Les amants de Casablanca
de Tahar Ben Jelloun

critiqué par Pascale Ew., le 27 décembre 2023
( - 57 ans)


La note:  étoiles
Récit d'un gâchis conjugal
Lamia et Nabile s’aiment et se marient. Ils proviennent tous deux de familles vivant à Casablanca et originaires de Fès, mais les parents de Lamia sont plus riches que ceux de Nabile et elle attache beaucoup plus d’importance à l’argent et aux apparences que lui. Lamia est une femme ambitieuse, indépendante, qui travaille beaucoup.

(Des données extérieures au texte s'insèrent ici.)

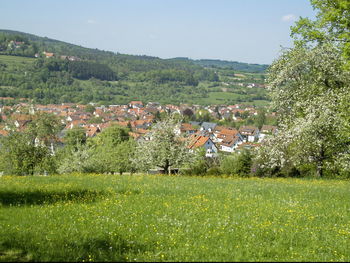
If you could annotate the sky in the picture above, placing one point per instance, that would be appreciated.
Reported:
(252, 31)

De pharmacienne, elle devient femme d’affaires, tandis que Nabile, médecin, consacre une partie de son temps en bénévolat et pour des patients démunis. La routine de couple s’installe entre eux et après dix ans de mariage, Lamia tombe sous le charme d’un séducteur, collectionneur de femmes. Une passion de six mois s’ensuit, mais lorsque son amant la quitte, elle ne peut cacher ses larmes et décide de quitter son mari.
L’histoire est d’abord racontée par une voix extérieure, neutre, factuelle et froide. Ensuite, Lamia et Nabile racontent à tour de rôle leur histoire vécue de l’intérieur, leurs sentiments, leur point de vue. C’est une histoire bien triste, finalement ! Un beau gâchis ! Et je l’ai trouvée aussi triste à lire.
L’auteur dépeint la société marocaine et ses carcans de manière impitoyable. Il dénonce encore une fois l’islamisme et les mauvaises interprétations radicales du coran, ainsi que les contournements hypocrites des règles religieuses imposées par et à la société civile. Il fustige le manque d’égalité entre les hommes à qui la société passe toutes les infidélités et les femmes qui ne font l’objet d’aucune pitié. Selon Tahar Ben Jelloun, l’hypocrisie, l’espionnage et les rumeurs règnent en maîtres au Maroc.
Scènes de la vie conjugale au Maroc 7 étoiles

Tahar Ben Jelloun, inspiré par le film d'Ingmar Bergman, "Scènes de la vie conjugale", décrit un couple qui se perd dans la routine. Un beau jour, Lamia tombe amoureuse d'un autre homme qui se lassera d'elle. Abandonnée par lui, elle se sépare de son époux. C'est ainsi que débute le roman.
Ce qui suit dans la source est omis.